From its founding in 1979, the Northwestern Journal of International Law and Business (JILB) has brought a particular perspective to the broad discipline known as “international law.” While other journals might address topics such as treaties, the international criminal court, and human rights through a variety of lenses and with varying amounts of theoretical discussion, JILB has sought to bring a focus to private international law. By exploring questions of how businesses are impacted by international law—and how international law is in turn impacted by business—JILB has illuminated practical issues confronted by multinational businesses. The real-world focus of the journal has by no means lessened its scholarly flavor or integrity; rather, JILB has given the academy a place to engage in scholarship that both acknowledges and studies the economic and business impact of its complex doctrinal area.

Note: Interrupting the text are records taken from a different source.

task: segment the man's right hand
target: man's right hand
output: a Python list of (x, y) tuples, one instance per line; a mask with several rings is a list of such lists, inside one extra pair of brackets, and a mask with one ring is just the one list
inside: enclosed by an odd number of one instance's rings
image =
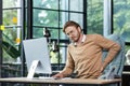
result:
[(52, 77), (54, 77), (55, 80), (58, 80), (58, 78), (63, 78), (64, 75), (62, 73), (57, 73), (57, 74), (53, 75)]

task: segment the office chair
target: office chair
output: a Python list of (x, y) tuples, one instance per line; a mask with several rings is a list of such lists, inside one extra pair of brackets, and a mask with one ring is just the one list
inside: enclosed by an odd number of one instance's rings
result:
[[(125, 60), (126, 60), (125, 41), (118, 34), (110, 34), (106, 38), (117, 42), (121, 46), (121, 48), (118, 52), (118, 54), (116, 55), (116, 57), (114, 58), (114, 60), (112, 60), (112, 62), (105, 68), (105, 70), (103, 71), (103, 75), (101, 75), (99, 78), (100, 80), (113, 80), (113, 78), (117, 78), (117, 77), (121, 78), (123, 64), (125, 64)], [(107, 51), (104, 49), (103, 51), (103, 60), (105, 59), (106, 55), (107, 55)], [(108, 86), (116, 86), (116, 85), (113, 84), (113, 85), (108, 85)]]

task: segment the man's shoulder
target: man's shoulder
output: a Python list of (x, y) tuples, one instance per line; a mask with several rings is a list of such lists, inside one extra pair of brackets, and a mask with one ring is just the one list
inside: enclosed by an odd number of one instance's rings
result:
[(88, 39), (96, 39), (96, 38), (100, 38), (100, 37), (103, 37), (103, 35), (98, 34), (98, 33), (95, 33), (95, 34), (87, 34)]

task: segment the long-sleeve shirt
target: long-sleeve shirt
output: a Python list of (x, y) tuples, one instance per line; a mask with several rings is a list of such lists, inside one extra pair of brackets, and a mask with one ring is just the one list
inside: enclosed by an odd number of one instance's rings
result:
[[(103, 61), (104, 48), (108, 49), (108, 54)], [(78, 46), (68, 45), (66, 66), (61, 73), (69, 75), (77, 71), (79, 78), (96, 78), (102, 74), (101, 69), (105, 69), (119, 49), (119, 44), (112, 40), (100, 34), (87, 34), (84, 42)]]

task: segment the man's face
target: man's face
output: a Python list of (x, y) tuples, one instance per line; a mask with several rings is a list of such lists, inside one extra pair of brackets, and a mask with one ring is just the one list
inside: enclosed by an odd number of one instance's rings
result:
[(65, 33), (72, 41), (77, 42), (80, 38), (81, 30), (79, 27), (76, 28), (75, 26), (69, 26), (65, 29)]

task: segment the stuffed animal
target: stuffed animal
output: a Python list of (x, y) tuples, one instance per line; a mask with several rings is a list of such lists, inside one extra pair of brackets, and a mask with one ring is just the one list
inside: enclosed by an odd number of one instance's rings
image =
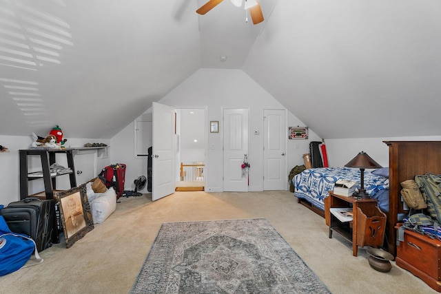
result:
[(49, 132), (50, 135), (54, 135), (57, 138), (57, 143), (60, 143), (61, 147), (66, 143), (67, 139), (63, 138), (63, 130), (58, 126), (58, 125), (52, 128), (52, 129)]
[(59, 146), (57, 145), (57, 137), (54, 135), (43, 138), (32, 133), (32, 137), (35, 138), (35, 141), (32, 144), (33, 147), (59, 148)]
[(0, 152), (8, 152), (9, 149), (5, 146), (0, 145)]

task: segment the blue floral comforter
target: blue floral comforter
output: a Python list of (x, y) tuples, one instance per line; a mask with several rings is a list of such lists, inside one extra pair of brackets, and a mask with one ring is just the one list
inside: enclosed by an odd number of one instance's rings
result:
[[(294, 196), (304, 198), (311, 204), (325, 210), (323, 200), (328, 196), (329, 191), (334, 190), (334, 183), (339, 179), (355, 180), (359, 184), (360, 169), (350, 167), (320, 167), (308, 169), (294, 176), (292, 179), (294, 185)], [(382, 190), (389, 189), (389, 178), (376, 176), (370, 171), (365, 171), (365, 189), (371, 197), (376, 198), (376, 194), (384, 197), (389, 206), (389, 193), (382, 193)], [(379, 192), (382, 193), (379, 193)], [(379, 199), (381, 202), (382, 200)], [(380, 206), (380, 208), (381, 206)], [(385, 207), (384, 210), (389, 210)]]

Although JILB has stayed the course of being relevant to practice while exploring issues in an in-depth and research-intensive manner, the world is markedly different than it was in 1979. In the late 1970s, Westlaw and Lexis were in their infancy, fax machines were rare, and personal computers were just beginning to enter homes. The world communicated primarily by telephone and paper correspondence, and JILB was distributed to subscribers solely by mail. JILB continues to be mailed to subscribers in 2011, but it is also available online, as is its archive. Practitioners and scholars now interact through blawgs and other online publications, which can vary in reliability, but share an immediacy that is difficult to achieve in a traditional print journal. Practitioners and their business clients alike have begun to demand fast and up-to-date information in a digestible format, particularly when they do not have the time to review large quantities of scholarship. The academy, meanwhile, has taken advantage of the ability to publish time-sensitive and often shorter pieces online, which can lead to immediate feedback and impact.

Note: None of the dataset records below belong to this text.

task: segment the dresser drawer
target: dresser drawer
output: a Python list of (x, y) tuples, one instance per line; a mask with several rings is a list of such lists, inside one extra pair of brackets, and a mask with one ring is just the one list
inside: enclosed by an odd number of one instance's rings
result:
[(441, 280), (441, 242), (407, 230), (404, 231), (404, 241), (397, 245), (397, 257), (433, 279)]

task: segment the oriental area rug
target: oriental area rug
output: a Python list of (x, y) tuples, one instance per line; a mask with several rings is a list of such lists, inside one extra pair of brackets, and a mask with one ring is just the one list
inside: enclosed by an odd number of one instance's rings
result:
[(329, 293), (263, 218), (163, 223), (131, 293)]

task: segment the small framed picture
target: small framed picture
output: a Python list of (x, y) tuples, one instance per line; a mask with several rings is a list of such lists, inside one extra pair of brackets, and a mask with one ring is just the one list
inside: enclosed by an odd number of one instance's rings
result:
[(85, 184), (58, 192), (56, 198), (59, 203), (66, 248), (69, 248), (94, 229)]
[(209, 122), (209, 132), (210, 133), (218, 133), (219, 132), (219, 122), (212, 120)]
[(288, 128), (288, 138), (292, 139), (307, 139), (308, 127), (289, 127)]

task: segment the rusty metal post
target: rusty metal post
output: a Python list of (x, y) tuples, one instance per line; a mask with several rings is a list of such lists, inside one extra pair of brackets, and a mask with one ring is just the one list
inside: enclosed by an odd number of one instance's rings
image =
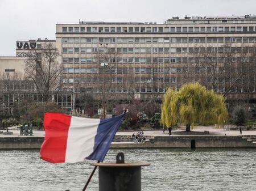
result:
[(116, 163), (93, 163), (99, 167), (100, 191), (141, 191), (141, 167), (147, 163), (125, 163), (119, 153)]

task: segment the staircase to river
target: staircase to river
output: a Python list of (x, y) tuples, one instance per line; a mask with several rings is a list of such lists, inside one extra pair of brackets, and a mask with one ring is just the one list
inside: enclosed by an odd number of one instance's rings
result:
[(256, 135), (243, 135), (242, 138), (256, 145)]

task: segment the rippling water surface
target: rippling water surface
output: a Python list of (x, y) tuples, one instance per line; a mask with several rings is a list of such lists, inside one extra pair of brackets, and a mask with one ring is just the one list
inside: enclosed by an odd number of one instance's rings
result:
[[(143, 191), (256, 190), (255, 149), (110, 150), (126, 162), (147, 162), (142, 167)], [(93, 167), (90, 161), (51, 164), (39, 150), (0, 150), (0, 190), (81, 190)], [(98, 171), (88, 190), (98, 190)]]

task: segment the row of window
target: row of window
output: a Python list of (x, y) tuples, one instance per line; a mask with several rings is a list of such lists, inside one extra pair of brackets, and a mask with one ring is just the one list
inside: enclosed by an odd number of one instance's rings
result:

The Ambassador is launching into these exciting and fast-moving waters. It is the hope of JILB’s editors, including its new dedicated Ambassador Editor, that the Ambassadorwill be especially relevant to practitioners, and particularly of-the-moment. To that end, the Ambassador will consider pieces that are time-sensitive and shorter than JILB’s typical print articles, and will endeavor to bring an enhanced practical focus to all of its offerings. It will also, of course, adhere to the same high standards of selection and editorial quality as the print journal—it will just offer something different: more timely, more practical. As the new faculty advisor to JILB and a practitioner-academic myself, I believe there has been no more exciting moment in JILB’s history since its founding.